19年2月の上棟、12月の完成に向け工事が進む。左は都立多摩図書館

 東京都公文書館は1968年10月に港区海岸で開設したが、竹芝地区都有地活用事業に伴い、12年度から旧都立玉川高校(世田谷区)へ仮移転している。現在は、国分寺市泉町2-102-13の都有地約6000㎡で、SRC一部S造3階建て塔屋1層延べ1万2059㎡を建設中だ。設計は佐藤総合計画。14年度時点の蔵書数は、府市公文書約3万4500冊、都公文書約89万8800件、江戸・明治期史料約8000冊、地図類約1500冊。公文書引き継ぎは年間約1万1000件で、開設後30年先を見据えた収集・引継ぎ資料に見合う収納能力を確保する。
 改築工事、空調その他設備工事、電気設備工事、昇降機設備工事の4件のうち、五洋建設が担当する改築工事と、日立プラントサービスによる空調その他の2件が、女性活躍モデル工事の試行対象案件となる。
 同モデル工事は、監理技術者、現場代理人、担当技術者のいずれかに女性技術者を配置し、女性専用の更衣室や水洗トイレ、洗面台、鏡などパウダールーム設置や広報活動を求めている。
 都財務局の小野幹雄建築保全部長は「建築工事に比べ設備業種の女性技術者は少ないものの、空調では事例もある。条件が整えば、電気、給排水でも試行したい」と話す。都有施設初のZEB(ネット・ゼロ・エネルギー・ビル)化実証建築でもあり、「やりがいもある現場」と期待する。

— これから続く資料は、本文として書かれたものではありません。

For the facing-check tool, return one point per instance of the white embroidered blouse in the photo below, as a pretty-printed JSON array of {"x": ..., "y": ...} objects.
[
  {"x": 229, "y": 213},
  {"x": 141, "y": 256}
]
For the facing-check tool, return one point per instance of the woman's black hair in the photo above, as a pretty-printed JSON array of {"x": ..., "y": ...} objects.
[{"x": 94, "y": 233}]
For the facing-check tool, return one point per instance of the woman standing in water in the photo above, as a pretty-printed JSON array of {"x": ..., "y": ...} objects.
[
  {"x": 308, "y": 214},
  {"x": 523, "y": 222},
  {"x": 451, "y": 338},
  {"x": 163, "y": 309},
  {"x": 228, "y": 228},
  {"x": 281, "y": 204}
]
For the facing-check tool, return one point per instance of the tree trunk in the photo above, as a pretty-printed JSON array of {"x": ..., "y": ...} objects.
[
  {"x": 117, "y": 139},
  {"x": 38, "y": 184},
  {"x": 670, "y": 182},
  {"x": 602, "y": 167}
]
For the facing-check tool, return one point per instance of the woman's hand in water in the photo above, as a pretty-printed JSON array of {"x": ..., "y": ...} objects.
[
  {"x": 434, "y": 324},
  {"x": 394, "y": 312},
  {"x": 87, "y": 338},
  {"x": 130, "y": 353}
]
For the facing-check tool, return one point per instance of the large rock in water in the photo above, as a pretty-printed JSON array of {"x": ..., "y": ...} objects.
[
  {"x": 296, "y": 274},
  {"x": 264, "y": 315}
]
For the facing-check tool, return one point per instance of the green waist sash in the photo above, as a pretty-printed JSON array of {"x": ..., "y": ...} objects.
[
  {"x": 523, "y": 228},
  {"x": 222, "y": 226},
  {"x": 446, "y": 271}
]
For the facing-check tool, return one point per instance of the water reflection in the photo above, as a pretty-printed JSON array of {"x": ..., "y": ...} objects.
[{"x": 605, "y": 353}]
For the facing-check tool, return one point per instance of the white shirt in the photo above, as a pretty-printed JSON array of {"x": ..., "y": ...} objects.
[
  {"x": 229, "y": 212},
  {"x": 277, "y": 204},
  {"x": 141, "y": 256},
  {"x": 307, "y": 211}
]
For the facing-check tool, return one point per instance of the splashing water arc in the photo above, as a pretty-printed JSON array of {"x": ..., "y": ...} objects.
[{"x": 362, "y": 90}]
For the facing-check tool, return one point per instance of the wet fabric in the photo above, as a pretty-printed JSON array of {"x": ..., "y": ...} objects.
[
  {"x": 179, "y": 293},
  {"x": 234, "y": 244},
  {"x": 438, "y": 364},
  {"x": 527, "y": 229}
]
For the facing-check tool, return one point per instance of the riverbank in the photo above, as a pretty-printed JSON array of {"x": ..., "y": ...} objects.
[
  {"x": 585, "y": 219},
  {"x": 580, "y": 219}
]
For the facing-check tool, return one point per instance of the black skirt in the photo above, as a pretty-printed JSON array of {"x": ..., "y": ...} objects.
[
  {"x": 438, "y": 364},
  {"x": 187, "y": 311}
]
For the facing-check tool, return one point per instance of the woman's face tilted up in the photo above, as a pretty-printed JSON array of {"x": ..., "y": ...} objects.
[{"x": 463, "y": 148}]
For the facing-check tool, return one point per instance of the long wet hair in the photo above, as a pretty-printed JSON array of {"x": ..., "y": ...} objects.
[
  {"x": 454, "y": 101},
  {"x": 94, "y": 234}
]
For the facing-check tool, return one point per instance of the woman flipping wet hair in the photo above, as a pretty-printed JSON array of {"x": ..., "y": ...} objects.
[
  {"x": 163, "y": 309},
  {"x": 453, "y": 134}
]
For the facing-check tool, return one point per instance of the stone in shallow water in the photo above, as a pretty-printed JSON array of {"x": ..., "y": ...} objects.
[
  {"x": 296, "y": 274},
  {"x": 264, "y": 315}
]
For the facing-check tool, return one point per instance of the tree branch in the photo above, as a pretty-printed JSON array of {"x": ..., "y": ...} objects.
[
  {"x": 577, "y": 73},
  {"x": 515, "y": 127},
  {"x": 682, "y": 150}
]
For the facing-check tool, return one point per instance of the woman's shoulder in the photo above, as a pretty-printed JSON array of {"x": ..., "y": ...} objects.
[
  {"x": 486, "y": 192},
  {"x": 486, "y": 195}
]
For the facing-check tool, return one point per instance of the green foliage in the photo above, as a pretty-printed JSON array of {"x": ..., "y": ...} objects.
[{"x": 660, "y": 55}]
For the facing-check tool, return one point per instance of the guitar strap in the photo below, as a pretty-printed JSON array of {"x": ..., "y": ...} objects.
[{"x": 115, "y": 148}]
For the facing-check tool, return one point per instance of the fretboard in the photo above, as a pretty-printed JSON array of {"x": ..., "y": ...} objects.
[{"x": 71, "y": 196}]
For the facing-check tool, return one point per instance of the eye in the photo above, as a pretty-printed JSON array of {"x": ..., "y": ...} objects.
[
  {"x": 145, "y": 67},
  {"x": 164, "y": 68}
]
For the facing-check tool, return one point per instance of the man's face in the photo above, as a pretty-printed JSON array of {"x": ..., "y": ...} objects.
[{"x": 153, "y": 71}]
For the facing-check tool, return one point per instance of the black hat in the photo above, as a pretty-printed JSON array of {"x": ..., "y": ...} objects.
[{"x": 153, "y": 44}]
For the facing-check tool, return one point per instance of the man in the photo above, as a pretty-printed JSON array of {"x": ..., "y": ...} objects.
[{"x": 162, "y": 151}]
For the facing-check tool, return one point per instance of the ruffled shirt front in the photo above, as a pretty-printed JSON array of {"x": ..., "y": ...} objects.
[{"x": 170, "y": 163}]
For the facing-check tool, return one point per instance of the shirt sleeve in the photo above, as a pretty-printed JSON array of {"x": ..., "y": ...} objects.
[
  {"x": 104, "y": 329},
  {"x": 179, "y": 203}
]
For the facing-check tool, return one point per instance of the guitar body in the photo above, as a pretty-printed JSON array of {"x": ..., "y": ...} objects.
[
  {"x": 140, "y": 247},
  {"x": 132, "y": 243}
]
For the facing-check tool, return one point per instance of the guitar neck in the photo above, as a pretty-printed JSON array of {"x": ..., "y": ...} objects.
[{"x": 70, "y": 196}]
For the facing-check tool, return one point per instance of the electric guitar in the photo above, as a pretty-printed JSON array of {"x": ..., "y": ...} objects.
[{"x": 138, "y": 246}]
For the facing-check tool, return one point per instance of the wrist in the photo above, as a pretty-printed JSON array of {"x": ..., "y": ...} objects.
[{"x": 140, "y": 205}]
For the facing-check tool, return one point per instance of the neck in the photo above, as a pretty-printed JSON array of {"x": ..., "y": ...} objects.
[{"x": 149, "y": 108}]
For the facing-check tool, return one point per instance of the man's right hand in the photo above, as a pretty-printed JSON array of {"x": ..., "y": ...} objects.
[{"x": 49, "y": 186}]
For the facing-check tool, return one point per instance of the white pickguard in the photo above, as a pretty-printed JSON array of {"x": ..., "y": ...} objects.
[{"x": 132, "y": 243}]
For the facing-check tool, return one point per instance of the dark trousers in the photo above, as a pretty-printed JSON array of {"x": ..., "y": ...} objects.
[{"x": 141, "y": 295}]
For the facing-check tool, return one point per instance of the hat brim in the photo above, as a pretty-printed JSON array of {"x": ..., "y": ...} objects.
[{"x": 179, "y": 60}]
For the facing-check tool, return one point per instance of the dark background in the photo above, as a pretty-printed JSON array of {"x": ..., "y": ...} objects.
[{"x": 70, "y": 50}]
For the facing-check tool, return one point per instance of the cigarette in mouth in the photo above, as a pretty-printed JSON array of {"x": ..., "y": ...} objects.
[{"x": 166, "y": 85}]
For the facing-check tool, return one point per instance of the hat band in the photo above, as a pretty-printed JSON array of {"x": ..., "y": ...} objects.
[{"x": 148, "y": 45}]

都有施設初のZEB化実証建築として、屋根の二重スラブ化・断熱強化、外壁二重化・断熱 強化、空調の最適制御、高効率空調機、太陽光発電パネルの設置などに取り組む

 建築工事は10月下旬から躯体工事に入り、19年2月の上棟、12月の完成、20年1月の竣工に向けて進めている。10月末の進捗率は23.8%。空調工事は、10月下旬から建築躯体工事に合わせ、スリーブ工事を進めている。19年2月からは、上棟に合わせて順次設備工事を始める。10月末の進捗率は4.5%。

外観完成予想

 五洋建設の吉塚正広工事所長は「重大災害を起こさず、協力業者と施工計画などを確認しながら、手戻り・手待ちのない工程管理を心がける」、日立プラントサービスの渡邉駿介工事長は「安全を第一に、エンドユーザーが気持ちよく使えるように、品質、工程などに留意しながら施設をつくる」と意気込みを語る。
 両工事のそれぞれの事務所に女性用の更衣室、洗面台付きのトイレを整備したほか、別途、作業員向けの洗面台付き女子トイレ、女性用の休憩室も設置している。日本建設業連合会「けんせつ小町工事チーム」にも登録済みだ。

事務所の女性用トイレ

作業員向けの女性用休憩室

 吉塚所長は「建設業は更地から1つの建物を建てるのが魅力。女性技術者は最終的には、現場代理人になる意欲を持ってやってほしい」と呼び掛ける。女性技術者が現場で働くのは同社では初という渡邉工事長は「女性に限らず、多様な人材が働くために、何が必要なのかを考える良い機会。次世代の人材の育成につなげたい」と見据える。
 また日立プラントサービスは、会社のバックアップとして、ITを活用した自動墨出しロボットやiPadによる現場管理ツールを導入している。自動墨出しロボットは、非熟練作業者1人でも、迅速で高精度な設備機器据付工事の墨出し作業ができる。社内から操作を含め技術支援を得られるよう体制を整えている。
 五洋建設の監理技術者・黒木由佳さんは「建物が完成するまでのいろいろな出来事、それぞれに思い入れがある。完成した時の達成感や、建物が形として残るところに魅力を感じる」と話し、建設業界を志す女性には「1、2年目で仕事の大変さを実感すると思うが、それ以上のやりがいは、続けることで増える」とアドバイスする。
 日立プラントサービスの監理技術者・江藤貴子さんは「在館者や公文書保管のための温湿度環境を構築するため、打ち合わせをして、物事を一つずつ進めていく過程が勉強になり、やりがいでもある」と感想を述べ、「建物ができあがる過程を知ると、興味がわく点が増えると思うので、続けることで仕事もおもしろく感じる」とエールを送る。